Rasch verließ er sein Versteck, wo er sich mit einem Bilderbuch beschäftigt hatte und kletterte auf den Stuhl vor dem Sekretär.
Liibe tante Muriel.
Ich kann jez au son sreiben. Kann ich von Bill. Bill is toll. Und Bill hat gesagt du hast geburztag und er sreibt dir einen briif. Aber weil ich au son sreiben kann, will ich Bills brif sreiben. Und Bill hat ja gesagt. Deshalb sreib ich dir jez zum geburztag. Geburztag haben is toll. Da gibt es kuchen und eis das nach kürbis smekt. Das is gans leker. Und du krigs gesenke. Ich hoffe du krigs all die sachen die du dir gewünst hast. Alles liibe,
Percy.
Und Bill. Weil das is ja Bills briif.
Zufrieden faltete Percy das Blatt Papier zusammen und rief dann ihre Eule Errol herbei, damit diese den Brief gleich zu Tante Muriel bringen konnte.

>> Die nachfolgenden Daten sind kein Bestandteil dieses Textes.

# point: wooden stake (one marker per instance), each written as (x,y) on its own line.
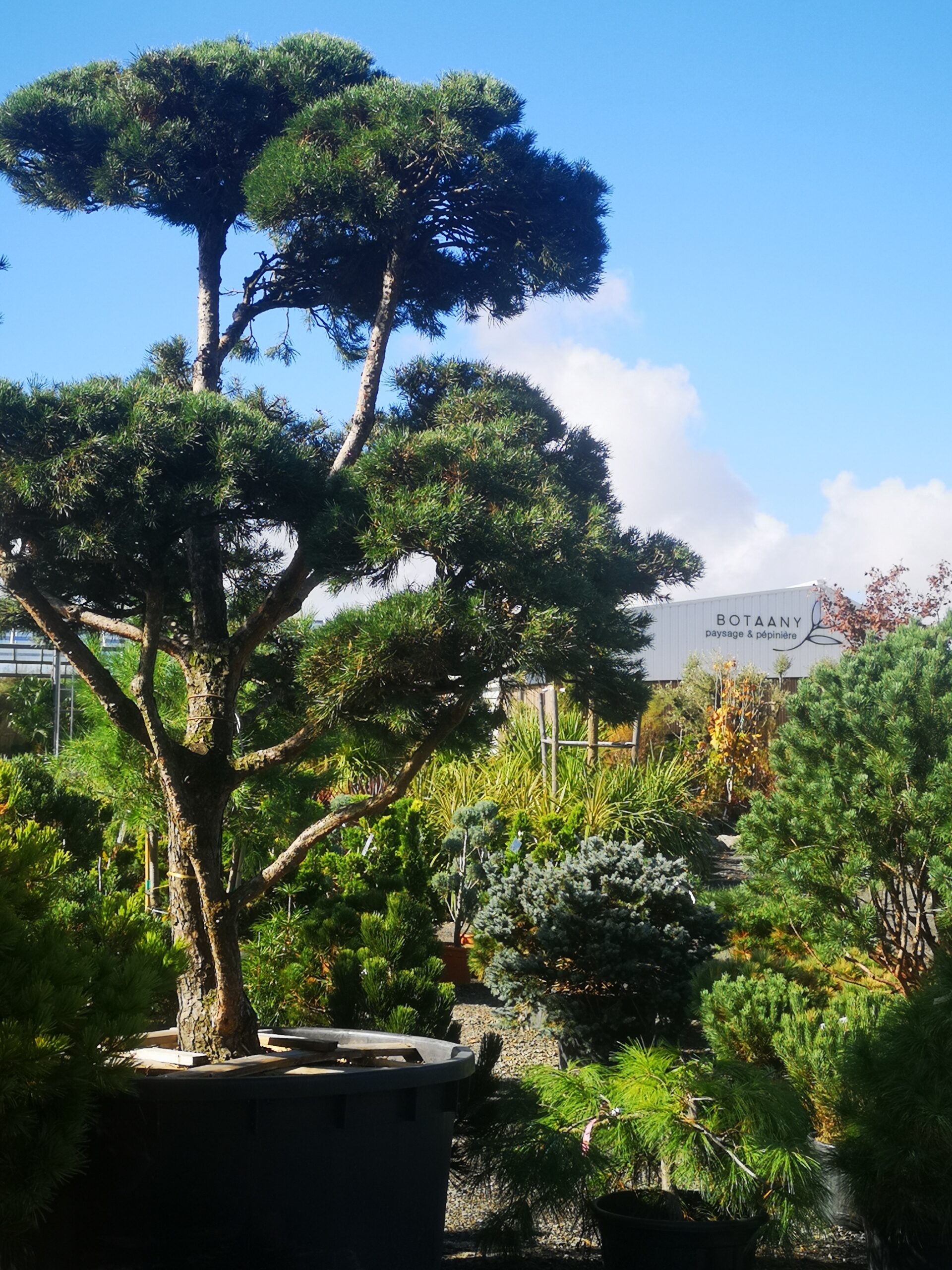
(542,731)
(554,743)
(592,752)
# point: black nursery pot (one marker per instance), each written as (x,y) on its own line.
(921,1249)
(630,1239)
(342,1171)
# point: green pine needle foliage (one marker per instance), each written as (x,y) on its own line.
(80,976)
(896,1108)
(733,1133)
(806,1037)
(351,943)
(603,942)
(849,855)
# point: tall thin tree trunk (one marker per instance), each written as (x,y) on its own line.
(592,752)
(206,373)
(368,390)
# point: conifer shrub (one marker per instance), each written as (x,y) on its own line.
(475,835)
(896,1108)
(603,942)
(80,974)
(724,1140)
(350,943)
(849,855)
(804,1035)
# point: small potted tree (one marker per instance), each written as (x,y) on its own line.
(603,940)
(461,881)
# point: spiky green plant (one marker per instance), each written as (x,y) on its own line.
(80,976)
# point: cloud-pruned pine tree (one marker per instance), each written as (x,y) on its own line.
(400,203)
(175,132)
(141,509)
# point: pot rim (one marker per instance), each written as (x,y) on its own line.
(667,1223)
(443,1064)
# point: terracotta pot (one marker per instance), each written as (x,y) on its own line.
(456,962)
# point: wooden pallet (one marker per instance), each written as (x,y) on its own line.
(281,1052)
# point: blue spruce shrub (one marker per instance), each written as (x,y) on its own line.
(604,942)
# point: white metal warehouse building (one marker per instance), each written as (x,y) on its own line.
(751,629)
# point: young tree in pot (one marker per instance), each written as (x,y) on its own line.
(713,1150)
(465,854)
(849,856)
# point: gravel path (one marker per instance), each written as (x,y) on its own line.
(564,1248)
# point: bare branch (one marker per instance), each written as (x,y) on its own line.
(263,760)
(365,413)
(294,856)
(144,691)
(121,709)
(282,601)
(88,618)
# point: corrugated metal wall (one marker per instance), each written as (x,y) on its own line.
(752,629)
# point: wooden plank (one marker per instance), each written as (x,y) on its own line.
(262,1065)
(166,1037)
(151,1056)
(281,1040)
(380,1049)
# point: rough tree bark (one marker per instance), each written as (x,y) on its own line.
(206,373)
(372,370)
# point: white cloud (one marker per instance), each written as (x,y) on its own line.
(649,416)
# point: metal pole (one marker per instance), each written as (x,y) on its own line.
(592,752)
(554,743)
(58,700)
(542,731)
(635,741)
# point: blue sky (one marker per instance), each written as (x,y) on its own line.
(781,205)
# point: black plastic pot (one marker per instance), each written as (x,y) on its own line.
(633,1240)
(913,1250)
(838,1206)
(342,1170)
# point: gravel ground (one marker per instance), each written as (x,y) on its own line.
(565,1248)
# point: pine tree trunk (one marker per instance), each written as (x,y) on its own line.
(206,373)
(215,1014)
(372,370)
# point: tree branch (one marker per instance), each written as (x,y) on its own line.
(144,691)
(263,760)
(78,616)
(282,601)
(365,413)
(121,709)
(294,856)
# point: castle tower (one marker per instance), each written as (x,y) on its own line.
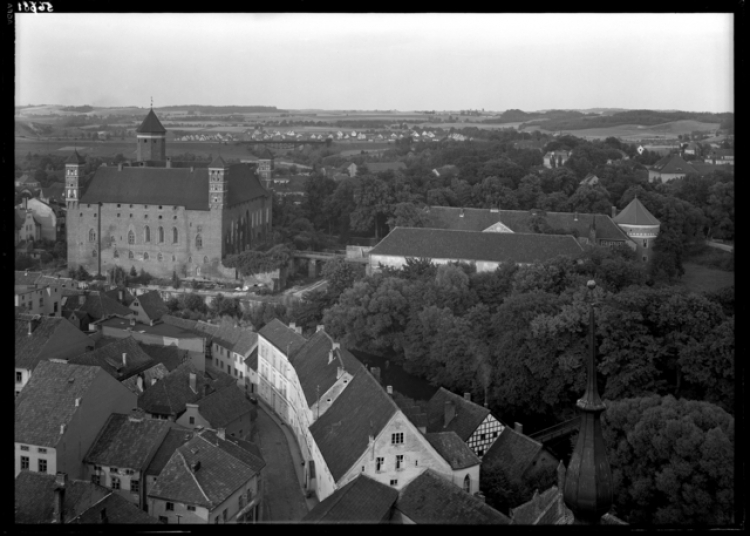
(73,172)
(588,490)
(152,139)
(640,225)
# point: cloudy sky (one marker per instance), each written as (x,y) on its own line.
(371,61)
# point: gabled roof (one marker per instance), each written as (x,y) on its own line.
(169,186)
(282,337)
(224,406)
(363,500)
(48,401)
(221,472)
(468,416)
(636,214)
(475,246)
(453,449)
(430,498)
(152,303)
(514,451)
(30,350)
(151,125)
(127,443)
(521,221)
(342,433)
(316,375)
(110,358)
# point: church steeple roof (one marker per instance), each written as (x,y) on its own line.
(636,214)
(151,125)
(588,482)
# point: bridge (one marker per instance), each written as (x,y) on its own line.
(558,430)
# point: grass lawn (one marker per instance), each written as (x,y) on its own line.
(701,278)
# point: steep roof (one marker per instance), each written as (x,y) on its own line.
(452,449)
(127,443)
(48,401)
(522,221)
(636,214)
(109,357)
(475,246)
(224,406)
(152,303)
(316,375)
(430,498)
(282,336)
(342,433)
(169,186)
(363,500)
(514,451)
(468,416)
(151,125)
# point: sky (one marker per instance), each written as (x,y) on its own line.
(378,61)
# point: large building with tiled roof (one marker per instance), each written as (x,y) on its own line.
(59,414)
(161,217)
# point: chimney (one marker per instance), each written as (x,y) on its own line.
(61,481)
(450,412)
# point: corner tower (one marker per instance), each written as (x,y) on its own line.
(152,139)
(640,225)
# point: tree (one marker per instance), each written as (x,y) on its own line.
(672,461)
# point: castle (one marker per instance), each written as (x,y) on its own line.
(163,216)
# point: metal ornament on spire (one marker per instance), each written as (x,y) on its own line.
(588,483)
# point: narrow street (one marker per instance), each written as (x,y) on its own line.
(283,500)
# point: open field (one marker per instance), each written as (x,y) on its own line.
(701,278)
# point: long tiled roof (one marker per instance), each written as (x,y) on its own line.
(636,214)
(520,221)
(342,433)
(30,350)
(316,375)
(151,125)
(453,450)
(224,406)
(127,443)
(430,498)
(48,401)
(282,336)
(169,186)
(363,500)
(475,246)
(467,419)
(109,357)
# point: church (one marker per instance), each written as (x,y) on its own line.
(163,216)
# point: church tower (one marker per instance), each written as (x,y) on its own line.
(73,172)
(152,139)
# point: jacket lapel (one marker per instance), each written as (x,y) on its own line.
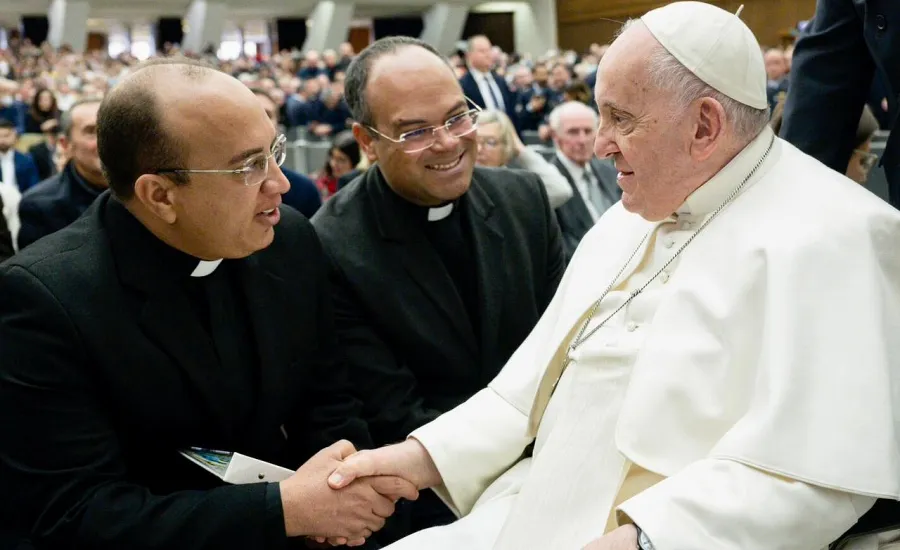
(579,216)
(487,241)
(411,249)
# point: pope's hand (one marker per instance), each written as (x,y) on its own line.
(623,538)
(408,460)
(313,509)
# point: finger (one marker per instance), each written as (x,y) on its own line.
(353,467)
(382,507)
(395,487)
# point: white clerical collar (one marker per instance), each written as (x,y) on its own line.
(713,193)
(438,213)
(205,268)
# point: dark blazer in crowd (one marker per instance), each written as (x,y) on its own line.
(26,171)
(109,369)
(43,159)
(473,92)
(303,194)
(53,204)
(834,62)
(574,217)
(403,323)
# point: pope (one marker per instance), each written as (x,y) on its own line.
(718,368)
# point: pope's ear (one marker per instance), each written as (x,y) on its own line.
(157,194)
(365,140)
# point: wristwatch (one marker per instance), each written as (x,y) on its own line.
(643,540)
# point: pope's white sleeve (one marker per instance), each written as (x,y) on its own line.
(726,505)
(472,445)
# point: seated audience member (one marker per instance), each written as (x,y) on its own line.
(439,268)
(55,203)
(863,159)
(184,309)
(332,115)
(17,174)
(303,194)
(499,145)
(43,108)
(593,181)
(44,153)
(343,157)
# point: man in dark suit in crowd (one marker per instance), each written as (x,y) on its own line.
(55,203)
(573,126)
(15,167)
(184,309)
(481,84)
(440,270)
(834,63)
(43,153)
(303,194)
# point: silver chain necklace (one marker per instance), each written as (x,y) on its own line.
(581,338)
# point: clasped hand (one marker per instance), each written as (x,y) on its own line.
(345,515)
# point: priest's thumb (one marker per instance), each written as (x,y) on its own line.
(353,467)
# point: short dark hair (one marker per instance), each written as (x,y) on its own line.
(65,120)
(131,137)
(358,72)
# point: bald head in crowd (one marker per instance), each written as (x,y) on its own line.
(175,140)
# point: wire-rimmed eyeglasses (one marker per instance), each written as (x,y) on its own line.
(420,139)
(255,169)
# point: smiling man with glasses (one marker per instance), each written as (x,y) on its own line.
(185,309)
(440,268)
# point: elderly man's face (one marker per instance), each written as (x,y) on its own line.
(223,127)
(651,149)
(575,135)
(412,90)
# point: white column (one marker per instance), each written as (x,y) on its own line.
(205,23)
(330,25)
(68,23)
(443,26)
(534,26)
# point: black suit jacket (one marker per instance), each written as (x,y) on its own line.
(832,72)
(473,92)
(574,218)
(53,204)
(43,159)
(409,341)
(108,373)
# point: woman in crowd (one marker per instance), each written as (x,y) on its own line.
(343,157)
(498,145)
(43,109)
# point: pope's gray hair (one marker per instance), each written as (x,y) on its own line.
(665,72)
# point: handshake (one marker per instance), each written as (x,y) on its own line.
(360,493)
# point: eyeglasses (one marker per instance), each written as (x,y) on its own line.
(255,169)
(866,159)
(491,143)
(423,138)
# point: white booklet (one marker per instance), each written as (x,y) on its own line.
(236,468)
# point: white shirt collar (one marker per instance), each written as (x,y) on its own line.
(439,212)
(205,267)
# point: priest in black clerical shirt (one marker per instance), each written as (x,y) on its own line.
(184,309)
(439,269)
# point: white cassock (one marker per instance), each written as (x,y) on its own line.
(746,400)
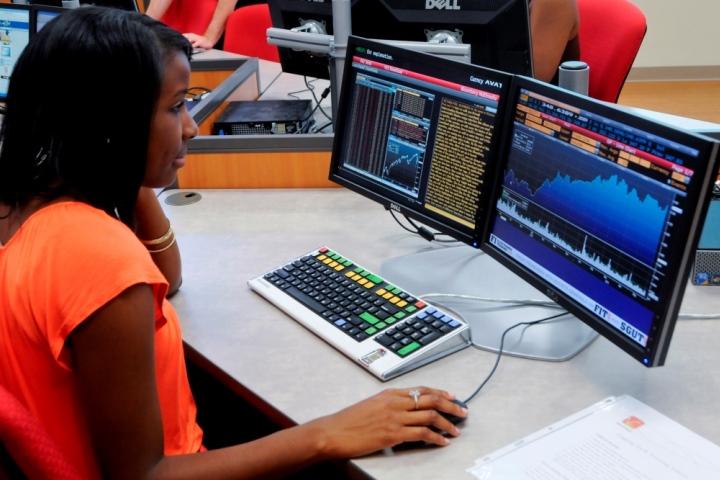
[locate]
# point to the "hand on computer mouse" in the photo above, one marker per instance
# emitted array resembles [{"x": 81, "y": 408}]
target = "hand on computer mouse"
[
  {"x": 454, "y": 419},
  {"x": 387, "y": 419}
]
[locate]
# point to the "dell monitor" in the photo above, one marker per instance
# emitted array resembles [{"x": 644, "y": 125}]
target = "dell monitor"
[
  {"x": 497, "y": 30},
  {"x": 14, "y": 37},
  {"x": 419, "y": 134},
  {"x": 601, "y": 211}
]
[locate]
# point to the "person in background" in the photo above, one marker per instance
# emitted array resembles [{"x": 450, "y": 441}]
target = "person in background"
[
  {"x": 554, "y": 26},
  {"x": 88, "y": 341},
  {"x": 201, "y": 21}
]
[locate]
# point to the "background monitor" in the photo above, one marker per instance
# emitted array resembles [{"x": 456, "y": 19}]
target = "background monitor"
[
  {"x": 419, "y": 134},
  {"x": 14, "y": 37},
  {"x": 601, "y": 211},
  {"x": 497, "y": 30}
]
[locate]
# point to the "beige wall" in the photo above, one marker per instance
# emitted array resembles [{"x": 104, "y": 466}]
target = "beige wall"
[{"x": 680, "y": 33}]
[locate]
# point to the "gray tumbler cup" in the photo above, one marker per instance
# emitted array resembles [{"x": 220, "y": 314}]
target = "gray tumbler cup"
[{"x": 574, "y": 75}]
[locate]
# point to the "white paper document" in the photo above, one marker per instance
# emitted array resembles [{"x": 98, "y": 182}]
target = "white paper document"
[{"x": 619, "y": 438}]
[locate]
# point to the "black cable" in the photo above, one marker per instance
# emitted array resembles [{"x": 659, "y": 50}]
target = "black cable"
[
  {"x": 428, "y": 234},
  {"x": 305, "y": 121},
  {"x": 312, "y": 92},
  {"x": 399, "y": 223},
  {"x": 500, "y": 349},
  {"x": 323, "y": 127}
]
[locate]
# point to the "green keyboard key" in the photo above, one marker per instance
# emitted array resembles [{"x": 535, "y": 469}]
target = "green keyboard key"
[
  {"x": 408, "y": 349},
  {"x": 369, "y": 317}
]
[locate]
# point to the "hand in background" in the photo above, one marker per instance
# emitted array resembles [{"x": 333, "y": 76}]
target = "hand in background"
[
  {"x": 387, "y": 419},
  {"x": 199, "y": 41}
]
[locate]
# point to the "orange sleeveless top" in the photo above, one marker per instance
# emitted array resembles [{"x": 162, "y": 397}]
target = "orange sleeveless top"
[{"x": 65, "y": 262}]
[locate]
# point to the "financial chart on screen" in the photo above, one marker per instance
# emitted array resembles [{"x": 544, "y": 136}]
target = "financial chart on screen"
[
  {"x": 597, "y": 208},
  {"x": 420, "y": 135},
  {"x": 14, "y": 37}
]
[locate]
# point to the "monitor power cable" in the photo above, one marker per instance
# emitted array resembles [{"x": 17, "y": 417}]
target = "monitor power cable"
[
  {"x": 421, "y": 230},
  {"x": 501, "y": 346},
  {"x": 307, "y": 121}
]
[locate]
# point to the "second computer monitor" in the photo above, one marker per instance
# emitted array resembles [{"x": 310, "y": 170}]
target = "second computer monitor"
[
  {"x": 419, "y": 134},
  {"x": 601, "y": 210},
  {"x": 497, "y": 30},
  {"x": 14, "y": 37}
]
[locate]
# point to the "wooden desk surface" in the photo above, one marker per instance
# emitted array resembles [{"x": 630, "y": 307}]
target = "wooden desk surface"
[{"x": 231, "y": 236}]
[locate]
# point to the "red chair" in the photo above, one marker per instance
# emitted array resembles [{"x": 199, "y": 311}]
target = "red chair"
[
  {"x": 245, "y": 32},
  {"x": 189, "y": 16},
  {"x": 611, "y": 32},
  {"x": 28, "y": 449}
]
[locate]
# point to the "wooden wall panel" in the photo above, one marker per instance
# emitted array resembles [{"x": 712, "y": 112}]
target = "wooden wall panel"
[{"x": 256, "y": 170}]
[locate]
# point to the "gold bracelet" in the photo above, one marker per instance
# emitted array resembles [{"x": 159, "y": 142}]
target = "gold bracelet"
[
  {"x": 161, "y": 239},
  {"x": 163, "y": 248}
]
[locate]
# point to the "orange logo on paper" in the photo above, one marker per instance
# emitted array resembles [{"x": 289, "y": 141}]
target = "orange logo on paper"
[{"x": 633, "y": 422}]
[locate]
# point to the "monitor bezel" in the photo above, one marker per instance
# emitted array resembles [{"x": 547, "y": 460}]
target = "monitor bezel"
[
  {"x": 365, "y": 188},
  {"x": 27, "y": 8},
  {"x": 655, "y": 353}
]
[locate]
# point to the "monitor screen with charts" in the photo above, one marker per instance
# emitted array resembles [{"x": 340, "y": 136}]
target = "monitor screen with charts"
[
  {"x": 419, "y": 134},
  {"x": 601, "y": 211},
  {"x": 14, "y": 37}
]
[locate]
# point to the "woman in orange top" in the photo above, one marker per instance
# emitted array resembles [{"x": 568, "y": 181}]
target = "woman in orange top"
[{"x": 88, "y": 341}]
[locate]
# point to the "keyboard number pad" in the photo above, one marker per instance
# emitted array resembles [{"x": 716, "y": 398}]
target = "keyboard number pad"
[{"x": 417, "y": 332}]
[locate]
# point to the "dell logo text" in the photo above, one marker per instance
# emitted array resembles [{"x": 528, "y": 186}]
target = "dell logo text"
[{"x": 442, "y": 4}]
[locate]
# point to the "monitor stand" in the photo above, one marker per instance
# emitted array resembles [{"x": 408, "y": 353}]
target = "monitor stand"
[{"x": 468, "y": 271}]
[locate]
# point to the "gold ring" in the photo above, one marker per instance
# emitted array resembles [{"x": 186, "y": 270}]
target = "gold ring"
[{"x": 415, "y": 394}]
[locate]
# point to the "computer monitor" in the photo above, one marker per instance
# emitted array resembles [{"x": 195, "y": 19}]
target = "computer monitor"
[
  {"x": 14, "y": 37},
  {"x": 497, "y": 30},
  {"x": 42, "y": 14},
  {"x": 419, "y": 134},
  {"x": 601, "y": 211}
]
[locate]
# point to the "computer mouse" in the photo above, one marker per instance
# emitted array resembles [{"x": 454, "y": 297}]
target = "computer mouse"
[{"x": 454, "y": 419}]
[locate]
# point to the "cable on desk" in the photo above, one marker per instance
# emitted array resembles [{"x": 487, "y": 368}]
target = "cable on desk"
[
  {"x": 196, "y": 93},
  {"x": 307, "y": 121},
  {"x": 699, "y": 316},
  {"x": 424, "y": 232},
  {"x": 500, "y": 349},
  {"x": 317, "y": 102},
  {"x": 513, "y": 302}
]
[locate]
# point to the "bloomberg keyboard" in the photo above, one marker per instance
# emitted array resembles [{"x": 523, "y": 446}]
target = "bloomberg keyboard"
[{"x": 380, "y": 326}]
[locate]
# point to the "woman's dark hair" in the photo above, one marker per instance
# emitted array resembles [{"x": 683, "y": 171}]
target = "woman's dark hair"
[{"x": 79, "y": 108}]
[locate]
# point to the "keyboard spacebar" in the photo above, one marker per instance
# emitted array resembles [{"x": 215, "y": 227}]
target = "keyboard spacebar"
[{"x": 306, "y": 300}]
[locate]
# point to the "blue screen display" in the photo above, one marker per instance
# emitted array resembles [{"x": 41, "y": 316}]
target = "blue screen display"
[
  {"x": 14, "y": 37},
  {"x": 593, "y": 206}
]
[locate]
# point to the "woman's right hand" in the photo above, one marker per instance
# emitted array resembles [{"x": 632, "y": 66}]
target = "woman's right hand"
[{"x": 387, "y": 419}]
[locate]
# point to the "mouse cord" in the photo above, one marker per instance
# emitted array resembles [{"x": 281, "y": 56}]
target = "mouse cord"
[{"x": 500, "y": 349}]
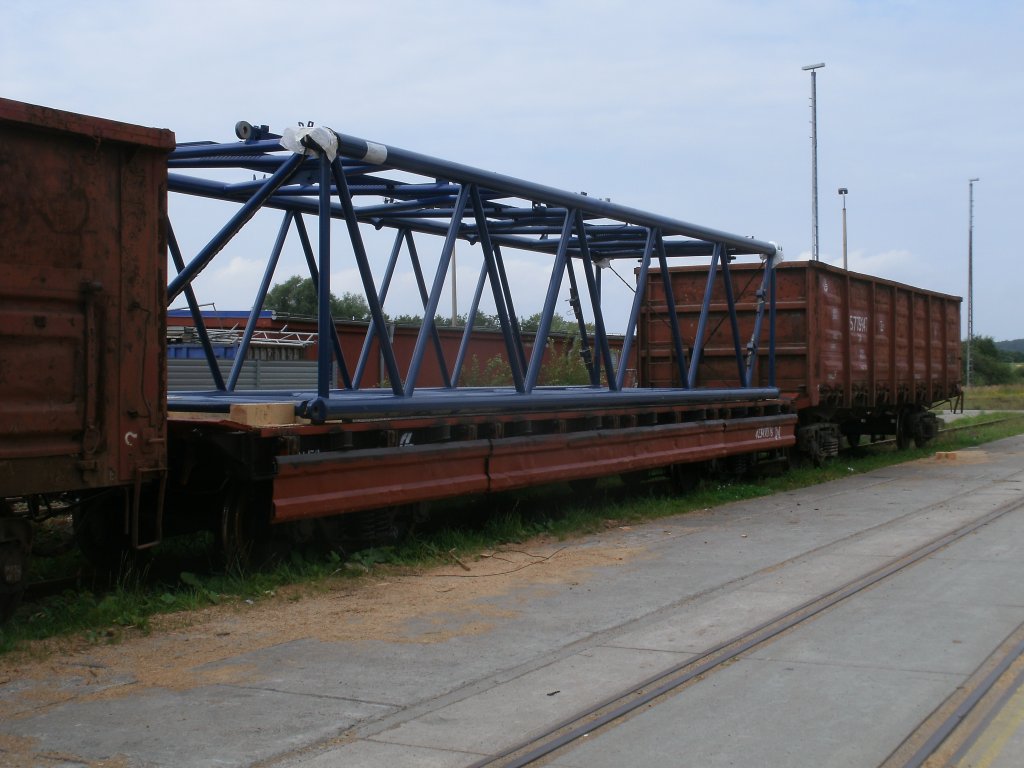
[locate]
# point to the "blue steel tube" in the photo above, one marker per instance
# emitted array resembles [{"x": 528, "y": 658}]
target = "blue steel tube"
[
  {"x": 593, "y": 366},
  {"x": 204, "y": 337},
  {"x": 702, "y": 320},
  {"x": 771, "y": 325},
  {"x": 421, "y": 285},
  {"x": 594, "y": 287},
  {"x": 512, "y": 342},
  {"x": 470, "y": 318},
  {"x": 324, "y": 321},
  {"x": 507, "y": 292},
  {"x": 381, "y": 297},
  {"x": 670, "y": 301},
  {"x": 307, "y": 249},
  {"x": 554, "y": 286},
  {"x": 355, "y": 237},
  {"x": 652, "y": 237},
  {"x": 243, "y": 350},
  {"x": 382, "y": 155},
  {"x": 198, "y": 264},
  {"x": 731, "y": 304},
  {"x": 755, "y": 343},
  {"x": 435, "y": 292}
]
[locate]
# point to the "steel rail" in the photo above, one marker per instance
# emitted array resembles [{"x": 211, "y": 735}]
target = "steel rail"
[
  {"x": 949, "y": 725},
  {"x": 620, "y": 706}
]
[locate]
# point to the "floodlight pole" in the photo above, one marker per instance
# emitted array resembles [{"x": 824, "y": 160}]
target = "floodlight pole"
[
  {"x": 814, "y": 159},
  {"x": 970, "y": 275},
  {"x": 843, "y": 193}
]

„William Weasley! Hast du etwa den ganzen Nachmittag mit deinen kleinen Brüdern im Schlamm gespielt?" Wenig begeistert sah Molly auf die Dreckspuren, die ihre drei Söhne im Flur hinterlassen hatten. „Und was ist mit dem Brief an deine Patentante? Ich hoffe sehr für dich, dass du ihn fertig hast..." Ihre Stimme hatte einen drohenden Unterton angenommen.
Bill wollte schon zu einer wenig erfolgversprechenden Ausrede ansetzen, als sich Percy einmischte, der seiner Mutter in den Flur gefolgt war.
„Der Brief ist längst mit Errol unterwegs zu Tante Muriel."
Verblüfft starrte Bill seinen jüngeren Bruder einen Augenblick an, dann aber nickte er bestätigend. „Ja, genau." Und er warf noch einen Blick zu Percy, der ihn bloß verschwörerisch angrinste und auf sich deutete.
Es waren dunkle Zeiten, in der Tat. Und alle sehnten sie sich nach einem Helden. Doch nicht immer sahen die Helden so aus, wie man es erwartete. Und auch wenn die Geschichtsbücher diese Menschen nie erwähnen würden, in den Augen der Betroffenen waren sie trotzdem Helden.